To obtain \(\ \sigma\ \) in a standard two-line notation, we note that if the arguments in the first line are naturally ordered: \(\ \boldsymbol{r}_1\,=\,(1,\,2,\,3,\,4,\,5,\,6),\ \) then the second line of corresponding values is given by \(\ \boldsymbol{r}_2\ =\ \boldsymbol{r}_1\cdot\,\boldsymbol{Q}\,.\ \) The Sage code returns \(\ \sigma\,\) calculated in this way:

sage: r1 = vector([1,2,3,4,5,6])
sage: r2 = r1 * Q
sage: sigma = matrix([r1,r2])
sage: sigma

[1 2 3 4 5 6]
[1 4 3 6 2 5]

The permutation in demand is therefore \(\ \,\sigma\ = \ \left(\begin{array}{cccccc} 1 & 2 & 3 & 4 & 5 & 6 \\ 1 & 4 & 3 & 6 & 2 & 5 \end{array}\right)\,.\)

The permutation \(\sigma\) may also be calculated by composing the transpositions corresponding to row permutation matrices \(\ \boldsymbol{P}_{ij}\ \) or column permutation matrices \(\ \boldsymbol{Q}_{ij}\,,\ \ \) taking into account \(\\\) the rules of their multiplication:

\[\boldsymbol{P}_{\rho}\,\cdot\, \boldsymbol{P}_{\sigma}\,\cdot\, \boldsymbol{P}_{\tau}\, = \ \boldsymbol{P}_{\tau\ \circ\ \sigma\ \circ\ \rho} \,,\qquad \boldsymbol{Q}_{\rho}\ \cdot\ \boldsymbol{Q}_{\sigma}\ \cdot\ \boldsymbol{Q}_{\tau}\, =\ \boldsymbol{Q}_{\rho\ \circ\ \sigma\ \circ\ \tau} \,,\qquad \forall\ \rho,\,\sigma,\,\tau\in S_6\,.\]

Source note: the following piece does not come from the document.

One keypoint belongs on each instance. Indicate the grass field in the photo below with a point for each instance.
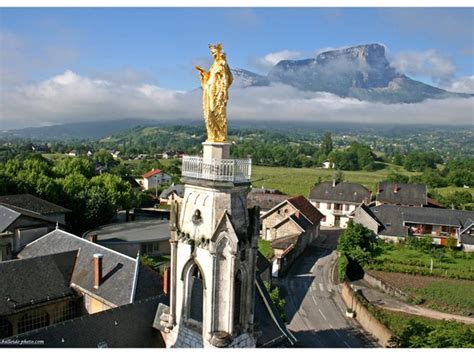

That way both products of matrices, \(\ \boldsymbol{P}_{56}\ \boldsymbol{P}_{46}\ \boldsymbol{P}_{24}\ \) and \(\ \boldsymbol{Q}_{24}\ \boldsymbol{Q}_{46}\ \boldsymbol{Q}_{56}\,,\ \) correspond to the same product of transpositions \(\ \tau_{24}\ \tau_{46}\ \tau_{56}\,.\ \) This yields again the permutation \(\ \sigma:\)

\[\begin{split}\begin{array}{ll} \sigma & = \ \ \tau_{24}\ \tau_{46}\ \tau_{56}\ \ = \\[9pt] & =\ \ \left(\begin{array}{cccccc} 1 & 2 & 3 & 4 & 5 & 6 \\ 1 & 4 & 3 & 2 & 5 & 6 \end{array}\right)\ \left(\begin{array}{cccccc} 1 & 2 & 3 & 4 & 5 & 6 \\ 1 & 2 & 3 & 6 & 5 & 4 \end{array}\right)\ \left(\begin{array}{cccccc} 1 & 2 & 3 & 4 & 5 & 6 \\ 1 & 2 & 3 & 4 & 6 & 5 \end{array}\right)\ \ = \\[10pt] & = \ \ \left(\begin{array}{cccccc} 1 & 2 & 3 & 4 & 5 & 6 \\ 1 & 4 & 3 & 6 & 2 & 5 \end{array}\right). \end{array}\end{split}\]

\(\,\)

Problem 2. \(\,\) Let \(\ \,\boldsymbol{A}\in M_{m\times n}(K),\ \) \(\ \boldsymbol{B},\,\boldsymbol{B}_1,\boldsymbol{B}_2 \in M_{p\times q}(K).\ \) Using the relation

(3)\[(\boldsymbol{A}\otimes\boldsymbol{B})\,\cdot\, \boldsymbol{\Lambda}^{nq}(\boldsymbol{G}) \ \,=\ \, \boldsymbol{\Lambda}^{mp} (\boldsymbol{A}\,\boldsymbol{G}\boldsymbol{B}^T)\,, \qquad\forall\ \ \boldsymbol{G}\in M_{n\times q}(K)\,,\]

where \(\ \boldsymbol{\Lambda}^{rs}(\boldsymbol{X})\ \) is a column of coordinates of the matrix \(\ \boldsymbol{X}\in M_{r\times s}(K)\ \) in the basis \(\ \mathcal{E}_{r\times s}\,,\)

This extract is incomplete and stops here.